Particularmente en el libro de Isaías, la arrogancia que lleva al ser humano a enaltecerse es una receta segura para ser abatido. Los Salmos también recogen este tema, con un empleo asombroso del mismo vocabulario que Isaías utiliza.

Señor, mi corazón no es soberbioni mis ojos altivos; no ando tras las grandezas,
ni en cosas demasiado difíciles  para mí; sino que he calmado y acallado mi alma; como niño destetado en el regazo de su madre, como niño destetado reposa en mí mi alma.

Salmo 131.1-2 (LBLA)

Sería posible leer estas líneas como un apoyo a la simplificación de la fe cristiana que tan frecuentemente se nos pide en nuestros días. Eso sería un error.

Los Salmos en su conjunto y el testimonio bíblico en su totalidad instan al creyente cristiano a hacer un fuerte uso de sus facultades para buscar la profundidad de la bondad de YHVH, de su mundo y de su manera de actuar con ese mundo. El pensamiento descuidado y la creencia perezosa nunca gozan del sello de aprobación de la fuente de la fe judía y cristiana.
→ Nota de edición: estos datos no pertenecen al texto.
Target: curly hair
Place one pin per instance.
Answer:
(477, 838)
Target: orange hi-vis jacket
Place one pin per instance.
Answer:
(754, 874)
Sin embargo, el punto del salmista es potente. El creyente es un siervo humilde de asuntos profundos y grandes. Su capacidad para explicarlos, para captarlos en su plenitud, es siempre parcial y limitada. El conocimiento de ellos no es ese dominio que ‘envanece’, por tomar una frase de la instrucción del apóstol Pablo. Es más bien una comprensión que lleva a la persona a hacer una autoevaluación adecuada, a descansar en su pequeñez y a apoyarse en el Alto y Santo, como Isaías quiere que pensemos de nuestro Hacedor.

El conocimiento genuino y exacto nos lleva no sólo al movimiento, sino también a la serenidad tranquila. A veces, ambos se enfrentan con incomodidad.

Sin embargo, ambos son invitaciones. Ambos son regalos.